The output of the op amp in Figure 2 varies around 5V. The ratio of this variation to the variation in Vin is the voltage gain of the amplifier circuit.

maychang

shaorc posted on 2020-9-16 09:40 【1】“What is amplified is the change in Vin divided by R1R2. At this time, the input resistance of the inverting amplifier is the parallel value of R1 and R2. The low-frequency amplification factor...

"Why is the resistance of the inverting input terminal the parallel combination of R1 and R2?"

It should be said that "the internal resistance of the signal source when the inverting input terminal looks toward the signal source" is the parallel value of R1 and R2.

For this problem, take R1 and R2 separately, and the internal resistance of the signal source looking to the left at the junction of the two should be the ratio of the signal voltage to the current to the left when an infinitesimal signal is applied to this junction. This ratio is exactly the parallel value of R1 and R2.

maychang

shaorc posted on 2020-9-16 09:40 【1】“What is amplified is the change in Vin divided by R1R2. At this time, the input resistance of the inverting amplifier is the parallel value of R1 and R2. The low-frequency amplification factor...

"It means that if the reverse input is much larger or much smaller than the 5V at the forward end, the op amp will enter the saturation region and act as a comparator?"

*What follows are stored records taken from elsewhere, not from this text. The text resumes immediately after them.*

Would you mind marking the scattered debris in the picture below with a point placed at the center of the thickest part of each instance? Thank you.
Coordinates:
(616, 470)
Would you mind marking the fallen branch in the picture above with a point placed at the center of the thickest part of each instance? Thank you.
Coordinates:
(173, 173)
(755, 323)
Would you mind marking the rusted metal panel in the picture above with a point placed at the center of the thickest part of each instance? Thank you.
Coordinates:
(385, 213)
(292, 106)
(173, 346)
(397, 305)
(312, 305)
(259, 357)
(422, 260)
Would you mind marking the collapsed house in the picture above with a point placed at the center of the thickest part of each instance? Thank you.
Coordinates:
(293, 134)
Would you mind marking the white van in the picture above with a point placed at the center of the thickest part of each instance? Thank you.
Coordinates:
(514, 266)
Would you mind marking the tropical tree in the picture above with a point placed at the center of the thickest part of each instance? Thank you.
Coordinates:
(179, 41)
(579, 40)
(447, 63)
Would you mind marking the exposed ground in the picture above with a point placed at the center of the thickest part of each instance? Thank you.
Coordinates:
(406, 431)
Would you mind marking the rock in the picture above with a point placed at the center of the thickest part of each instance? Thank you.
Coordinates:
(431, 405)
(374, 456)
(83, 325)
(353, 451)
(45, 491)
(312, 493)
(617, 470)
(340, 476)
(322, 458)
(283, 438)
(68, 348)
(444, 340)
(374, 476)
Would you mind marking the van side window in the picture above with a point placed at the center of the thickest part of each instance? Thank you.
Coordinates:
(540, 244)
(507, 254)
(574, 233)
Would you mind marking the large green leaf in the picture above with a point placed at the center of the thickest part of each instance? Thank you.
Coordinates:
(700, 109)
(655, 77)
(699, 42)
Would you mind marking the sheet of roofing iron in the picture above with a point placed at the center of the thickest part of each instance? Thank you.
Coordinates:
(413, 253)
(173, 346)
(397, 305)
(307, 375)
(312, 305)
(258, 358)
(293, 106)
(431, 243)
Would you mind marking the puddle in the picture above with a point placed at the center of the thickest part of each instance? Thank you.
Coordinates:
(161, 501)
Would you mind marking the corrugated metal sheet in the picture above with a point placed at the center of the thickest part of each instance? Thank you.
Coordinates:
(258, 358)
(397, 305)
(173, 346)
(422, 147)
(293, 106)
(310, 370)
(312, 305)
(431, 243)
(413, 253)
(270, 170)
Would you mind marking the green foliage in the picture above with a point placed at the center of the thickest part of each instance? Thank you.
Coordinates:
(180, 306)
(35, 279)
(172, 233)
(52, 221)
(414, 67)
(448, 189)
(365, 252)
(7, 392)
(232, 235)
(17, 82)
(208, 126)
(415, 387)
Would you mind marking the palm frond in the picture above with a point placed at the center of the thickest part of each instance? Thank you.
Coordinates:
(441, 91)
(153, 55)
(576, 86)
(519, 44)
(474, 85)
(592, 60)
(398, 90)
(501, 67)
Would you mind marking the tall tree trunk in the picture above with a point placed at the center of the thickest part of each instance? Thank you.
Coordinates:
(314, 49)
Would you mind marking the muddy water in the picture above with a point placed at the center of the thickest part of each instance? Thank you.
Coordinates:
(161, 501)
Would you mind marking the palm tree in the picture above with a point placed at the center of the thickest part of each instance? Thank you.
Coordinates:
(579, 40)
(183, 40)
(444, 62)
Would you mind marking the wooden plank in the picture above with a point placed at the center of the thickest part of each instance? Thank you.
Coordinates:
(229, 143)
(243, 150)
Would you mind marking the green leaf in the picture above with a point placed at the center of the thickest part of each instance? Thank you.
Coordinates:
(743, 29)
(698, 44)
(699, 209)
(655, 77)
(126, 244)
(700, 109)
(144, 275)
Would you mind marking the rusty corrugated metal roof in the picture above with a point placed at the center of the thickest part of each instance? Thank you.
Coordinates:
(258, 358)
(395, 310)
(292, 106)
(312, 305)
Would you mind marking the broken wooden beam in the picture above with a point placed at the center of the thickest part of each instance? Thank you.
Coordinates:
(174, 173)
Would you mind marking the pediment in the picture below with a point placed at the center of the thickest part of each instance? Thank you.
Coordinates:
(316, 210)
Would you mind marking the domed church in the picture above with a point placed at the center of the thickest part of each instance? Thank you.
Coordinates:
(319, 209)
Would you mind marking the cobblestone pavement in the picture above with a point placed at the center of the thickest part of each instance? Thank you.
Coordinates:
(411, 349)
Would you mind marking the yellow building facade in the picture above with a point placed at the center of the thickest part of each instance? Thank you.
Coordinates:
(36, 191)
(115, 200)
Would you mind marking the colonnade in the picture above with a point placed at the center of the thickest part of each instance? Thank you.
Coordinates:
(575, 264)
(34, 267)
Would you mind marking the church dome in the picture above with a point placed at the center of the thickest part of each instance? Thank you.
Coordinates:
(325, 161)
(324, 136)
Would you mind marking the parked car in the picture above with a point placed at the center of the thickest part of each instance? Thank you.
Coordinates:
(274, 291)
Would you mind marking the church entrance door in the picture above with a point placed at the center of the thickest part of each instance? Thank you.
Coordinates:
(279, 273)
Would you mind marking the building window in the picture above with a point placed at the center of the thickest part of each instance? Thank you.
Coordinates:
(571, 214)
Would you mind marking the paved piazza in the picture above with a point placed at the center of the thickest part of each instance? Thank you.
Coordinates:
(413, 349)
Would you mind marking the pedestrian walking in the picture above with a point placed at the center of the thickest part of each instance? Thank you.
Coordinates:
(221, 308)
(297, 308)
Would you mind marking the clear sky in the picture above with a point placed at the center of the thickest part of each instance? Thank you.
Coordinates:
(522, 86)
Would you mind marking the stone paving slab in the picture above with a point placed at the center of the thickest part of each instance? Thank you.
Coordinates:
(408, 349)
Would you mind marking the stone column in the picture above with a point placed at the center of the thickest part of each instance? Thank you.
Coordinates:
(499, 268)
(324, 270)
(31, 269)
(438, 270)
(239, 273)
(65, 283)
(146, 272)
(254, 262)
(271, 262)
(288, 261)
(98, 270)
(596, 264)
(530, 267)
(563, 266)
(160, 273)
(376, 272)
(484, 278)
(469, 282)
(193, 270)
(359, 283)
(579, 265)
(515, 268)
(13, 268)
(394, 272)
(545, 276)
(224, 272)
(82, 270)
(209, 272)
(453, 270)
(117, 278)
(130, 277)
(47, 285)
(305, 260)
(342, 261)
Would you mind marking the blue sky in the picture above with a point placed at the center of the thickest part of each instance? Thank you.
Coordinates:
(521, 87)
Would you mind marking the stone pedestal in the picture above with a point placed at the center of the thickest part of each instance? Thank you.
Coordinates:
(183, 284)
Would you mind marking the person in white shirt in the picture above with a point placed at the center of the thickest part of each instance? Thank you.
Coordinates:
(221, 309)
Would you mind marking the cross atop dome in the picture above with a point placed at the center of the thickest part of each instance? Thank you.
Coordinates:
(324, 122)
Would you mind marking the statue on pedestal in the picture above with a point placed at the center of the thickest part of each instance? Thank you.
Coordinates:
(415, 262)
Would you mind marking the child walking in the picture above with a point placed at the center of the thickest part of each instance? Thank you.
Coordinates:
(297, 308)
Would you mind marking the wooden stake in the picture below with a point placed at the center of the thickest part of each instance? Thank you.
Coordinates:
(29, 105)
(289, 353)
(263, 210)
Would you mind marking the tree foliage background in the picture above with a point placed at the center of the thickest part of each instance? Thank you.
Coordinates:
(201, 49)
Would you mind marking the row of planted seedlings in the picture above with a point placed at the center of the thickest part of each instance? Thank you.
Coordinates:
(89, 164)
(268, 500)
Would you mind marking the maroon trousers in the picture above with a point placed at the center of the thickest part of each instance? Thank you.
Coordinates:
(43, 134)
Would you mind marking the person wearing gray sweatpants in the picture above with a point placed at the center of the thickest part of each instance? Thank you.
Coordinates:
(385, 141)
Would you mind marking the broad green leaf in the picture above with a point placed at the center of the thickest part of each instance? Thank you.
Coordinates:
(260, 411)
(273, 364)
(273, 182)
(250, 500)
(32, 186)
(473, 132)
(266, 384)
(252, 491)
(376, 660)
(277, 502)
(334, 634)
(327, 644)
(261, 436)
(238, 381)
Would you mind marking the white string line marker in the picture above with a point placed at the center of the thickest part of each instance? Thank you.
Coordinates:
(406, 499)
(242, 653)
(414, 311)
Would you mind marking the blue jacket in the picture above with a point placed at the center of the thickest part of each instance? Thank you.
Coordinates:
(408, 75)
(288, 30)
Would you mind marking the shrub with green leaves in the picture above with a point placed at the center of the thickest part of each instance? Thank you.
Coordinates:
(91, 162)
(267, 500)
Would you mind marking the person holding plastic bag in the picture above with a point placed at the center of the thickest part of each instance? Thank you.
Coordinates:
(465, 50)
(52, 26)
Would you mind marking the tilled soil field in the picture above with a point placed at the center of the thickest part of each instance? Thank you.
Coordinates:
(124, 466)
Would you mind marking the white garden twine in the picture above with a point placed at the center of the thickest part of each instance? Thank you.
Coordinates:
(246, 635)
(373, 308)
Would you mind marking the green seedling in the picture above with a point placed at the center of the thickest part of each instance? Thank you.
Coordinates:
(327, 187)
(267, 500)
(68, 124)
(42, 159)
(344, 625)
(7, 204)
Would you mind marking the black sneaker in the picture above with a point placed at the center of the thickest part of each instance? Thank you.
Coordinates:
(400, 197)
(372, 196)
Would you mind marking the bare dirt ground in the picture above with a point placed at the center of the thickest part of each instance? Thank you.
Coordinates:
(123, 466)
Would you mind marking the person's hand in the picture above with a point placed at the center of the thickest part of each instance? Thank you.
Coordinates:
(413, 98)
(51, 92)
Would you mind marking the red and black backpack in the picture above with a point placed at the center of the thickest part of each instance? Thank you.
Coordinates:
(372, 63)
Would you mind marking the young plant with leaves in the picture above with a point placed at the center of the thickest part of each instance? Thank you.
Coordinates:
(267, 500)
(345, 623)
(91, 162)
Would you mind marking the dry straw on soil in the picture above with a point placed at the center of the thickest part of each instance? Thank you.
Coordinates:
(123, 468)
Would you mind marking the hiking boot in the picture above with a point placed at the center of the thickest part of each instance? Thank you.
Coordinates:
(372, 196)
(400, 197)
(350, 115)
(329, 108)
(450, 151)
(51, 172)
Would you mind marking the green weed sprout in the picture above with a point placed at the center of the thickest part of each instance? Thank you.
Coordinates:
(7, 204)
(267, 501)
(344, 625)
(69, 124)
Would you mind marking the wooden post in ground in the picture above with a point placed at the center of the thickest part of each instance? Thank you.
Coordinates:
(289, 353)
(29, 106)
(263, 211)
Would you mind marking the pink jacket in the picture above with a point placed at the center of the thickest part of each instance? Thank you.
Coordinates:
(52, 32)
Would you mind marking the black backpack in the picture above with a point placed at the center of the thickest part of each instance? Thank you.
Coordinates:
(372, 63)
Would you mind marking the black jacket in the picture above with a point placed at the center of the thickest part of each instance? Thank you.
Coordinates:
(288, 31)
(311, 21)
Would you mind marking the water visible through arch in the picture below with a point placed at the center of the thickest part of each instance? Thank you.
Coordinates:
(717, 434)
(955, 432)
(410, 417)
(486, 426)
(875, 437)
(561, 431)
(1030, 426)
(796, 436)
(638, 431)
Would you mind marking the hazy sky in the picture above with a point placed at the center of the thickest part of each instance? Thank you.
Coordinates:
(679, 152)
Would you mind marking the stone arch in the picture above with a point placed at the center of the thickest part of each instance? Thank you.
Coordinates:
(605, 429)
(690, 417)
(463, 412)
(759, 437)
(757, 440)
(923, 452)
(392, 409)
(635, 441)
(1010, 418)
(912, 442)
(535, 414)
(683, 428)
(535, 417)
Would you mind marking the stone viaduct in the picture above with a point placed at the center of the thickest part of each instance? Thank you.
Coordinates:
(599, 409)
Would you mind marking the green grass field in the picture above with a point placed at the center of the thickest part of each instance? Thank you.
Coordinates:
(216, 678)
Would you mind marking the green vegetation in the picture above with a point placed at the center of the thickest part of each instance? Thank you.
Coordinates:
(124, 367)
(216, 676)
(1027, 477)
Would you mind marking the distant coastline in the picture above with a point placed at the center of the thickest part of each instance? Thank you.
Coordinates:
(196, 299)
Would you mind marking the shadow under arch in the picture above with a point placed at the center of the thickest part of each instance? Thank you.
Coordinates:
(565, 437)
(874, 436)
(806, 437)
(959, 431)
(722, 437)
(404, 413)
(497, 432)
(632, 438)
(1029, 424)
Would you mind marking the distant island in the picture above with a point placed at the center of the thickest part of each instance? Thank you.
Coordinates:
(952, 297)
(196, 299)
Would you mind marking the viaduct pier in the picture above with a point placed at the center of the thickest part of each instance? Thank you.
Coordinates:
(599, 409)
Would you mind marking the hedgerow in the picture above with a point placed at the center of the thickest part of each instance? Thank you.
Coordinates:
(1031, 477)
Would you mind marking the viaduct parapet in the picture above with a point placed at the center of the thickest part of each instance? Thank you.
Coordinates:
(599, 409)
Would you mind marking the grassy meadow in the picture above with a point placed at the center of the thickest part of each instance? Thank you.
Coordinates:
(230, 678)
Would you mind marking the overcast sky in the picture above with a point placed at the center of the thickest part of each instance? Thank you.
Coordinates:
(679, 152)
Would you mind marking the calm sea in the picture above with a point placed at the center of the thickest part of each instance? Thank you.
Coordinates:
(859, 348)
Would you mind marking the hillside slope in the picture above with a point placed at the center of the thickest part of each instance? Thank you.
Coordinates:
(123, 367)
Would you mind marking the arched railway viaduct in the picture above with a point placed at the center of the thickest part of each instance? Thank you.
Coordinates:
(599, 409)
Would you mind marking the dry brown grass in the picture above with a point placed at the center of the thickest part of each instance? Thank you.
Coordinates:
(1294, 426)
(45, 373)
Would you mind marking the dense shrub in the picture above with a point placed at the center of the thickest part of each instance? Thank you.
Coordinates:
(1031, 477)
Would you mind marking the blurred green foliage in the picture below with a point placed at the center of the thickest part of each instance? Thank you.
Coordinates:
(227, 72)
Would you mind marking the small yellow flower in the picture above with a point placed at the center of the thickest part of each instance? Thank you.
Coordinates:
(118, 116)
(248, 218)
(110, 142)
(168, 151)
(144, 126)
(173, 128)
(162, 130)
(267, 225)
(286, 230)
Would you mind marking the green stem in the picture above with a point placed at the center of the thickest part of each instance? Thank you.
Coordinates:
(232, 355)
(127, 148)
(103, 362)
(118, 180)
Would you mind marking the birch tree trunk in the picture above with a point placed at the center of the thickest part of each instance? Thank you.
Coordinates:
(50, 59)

It is easy to see if you treat 5V as zero potential and "ground" as negative 5V (12V power supply as 7V).

maychang

shaorc posted on 2020-9-16 09:40 【1】“What is amplified is the change in Vin divided by R1R2. At this time, the input resistance of the inverting amplifier is the parallel value of R1 and R2. The low-frequency amplification factor...

"If both ends are 5V, then what is the output of the op amp?"

According to the previous reply, both input terminals of the op amp are zero, and the ideal op amp output (feedback through R3) is also zero. But this zero is after the potential moves, and before the potential moves ("ground" is zero), it is 5V.

maychang

shaorc posted on 2020-9-16 09:40 【1】“What is amplified is the change in Vin divided by R1R2. At this time, the input resistance of the inverting amplifier is the parallel value of R1 and R2. The low-frequency amplification factor...

"So the op amp goes into saturation and acts as a comparator?"

It cannot be said to "act as a comparator". Even if it is considered as a comparator, it is in saturation state, which is no different from the saturation state of an op amp.

shaorc

maychang posted on 2020-9-16 10:11 "So when the op amp enters the saturation region, does it act as a comparator?" It can't be said to "act as a comparator". Even if it is regarded as...

I understand the problem. Thank you.